PGIM deals target European demand for non-bank lending

US-based Prudential’s subsidiary PGIM Real Estate is providing finance for logistics and residential private rented sector portfolios in the Netherlands. It has advanced €56 million for the acquisition and refinance of seven freehold logistics assets across the Netherlands totalling 115,000 sq m. It has also provided €105 million, to refinance the development of a PRS portfolio, in Amsterdam and Eindhoven.

Foolen & Reijs Vastgoedgroep’s Eindhoven PRS property.

The seven freehold logistics assets are located near Amsterdam and along the Rotterdam Ruhr corridor in the south of the Netherlands. The loan has an initial term of three years. The portfolio is let to six tenants, including large providers of transportation and logistics services and grocery delivery.

The two-asset PRS portfolio, owned by Foolen & Reijs Vastgoedgroep, includes a 13-storey mixed-use property in Amsterdam comprising 195 residential units and a property in Eindhoven with 437 residential units in a renovated building. The seven-year fixed-rate senior loan is a co-investment between PGIM Real Estate and ABN Amro, which arranged the loan.

Housing undersupply buoys up strength of demand

The demand for housing in Amsterdam and Eindhoven remains strong, driven primarily by the longstanding undersupply of housing that exists in these cities, PGIM Real Estate said in a statement.

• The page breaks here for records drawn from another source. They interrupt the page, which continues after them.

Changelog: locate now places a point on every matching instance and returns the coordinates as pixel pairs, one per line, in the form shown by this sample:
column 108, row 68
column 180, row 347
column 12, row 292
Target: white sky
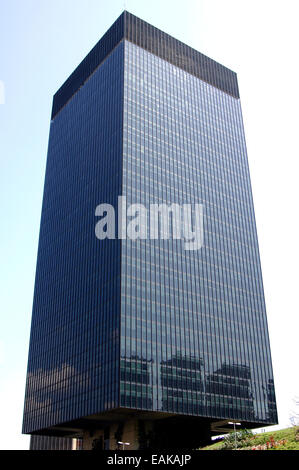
column 41, row 42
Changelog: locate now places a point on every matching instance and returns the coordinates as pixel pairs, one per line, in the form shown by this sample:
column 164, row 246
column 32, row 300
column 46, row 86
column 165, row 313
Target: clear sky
column 41, row 42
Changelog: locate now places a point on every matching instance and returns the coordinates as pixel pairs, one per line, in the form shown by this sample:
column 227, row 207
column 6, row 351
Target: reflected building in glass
column 142, row 340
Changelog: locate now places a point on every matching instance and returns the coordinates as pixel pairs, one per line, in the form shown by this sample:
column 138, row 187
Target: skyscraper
column 142, row 338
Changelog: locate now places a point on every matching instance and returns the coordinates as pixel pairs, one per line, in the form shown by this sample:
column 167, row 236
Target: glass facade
column 194, row 334
column 73, row 365
column 145, row 324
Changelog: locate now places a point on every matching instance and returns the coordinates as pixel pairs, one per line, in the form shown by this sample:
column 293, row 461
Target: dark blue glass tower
column 135, row 338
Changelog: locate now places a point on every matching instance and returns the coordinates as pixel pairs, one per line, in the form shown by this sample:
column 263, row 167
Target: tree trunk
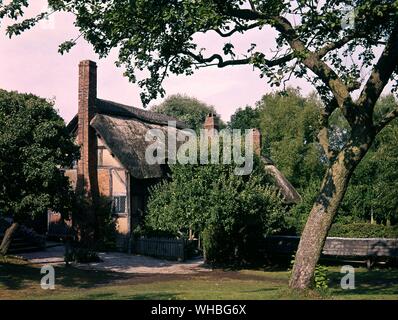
column 5, row 244
column 331, row 194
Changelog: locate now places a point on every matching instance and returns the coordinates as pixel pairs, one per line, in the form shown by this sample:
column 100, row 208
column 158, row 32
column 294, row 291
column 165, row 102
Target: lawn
column 19, row 280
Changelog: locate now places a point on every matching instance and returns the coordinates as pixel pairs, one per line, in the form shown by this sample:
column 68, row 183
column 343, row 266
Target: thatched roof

“These loans represent our commitment to write business in markets with positive long term fundamentals, even when faced with short term uncertainty. The Netherlands is a resilient market and presents attractive opportunities as we continue to build exposure to logistics and PRS, encouraged by the increasing shift to online retail and continued undersupply of housing,” said PGIM Real Estate’s executive director for continental debt origination, Frankfurt-based David Gingell.

PGIM Real Estate, the real estate investment business of US-based PGIM, part of Prudential Financial, has European lending capacity across its debt platform of more than $6 billion AUM, including a $5 billion AUM senior loan portfolio .

Historically the business has been managed from London, but the firm said that as demand for non-bank lenders has intensified on the Continent it has established a presence in Frankfurt.

“Senior debt lending in the UK and Continental Europe continues to present attractive investment opportunities for non-bank lenders,” said Andrew Macland, head of European Debt.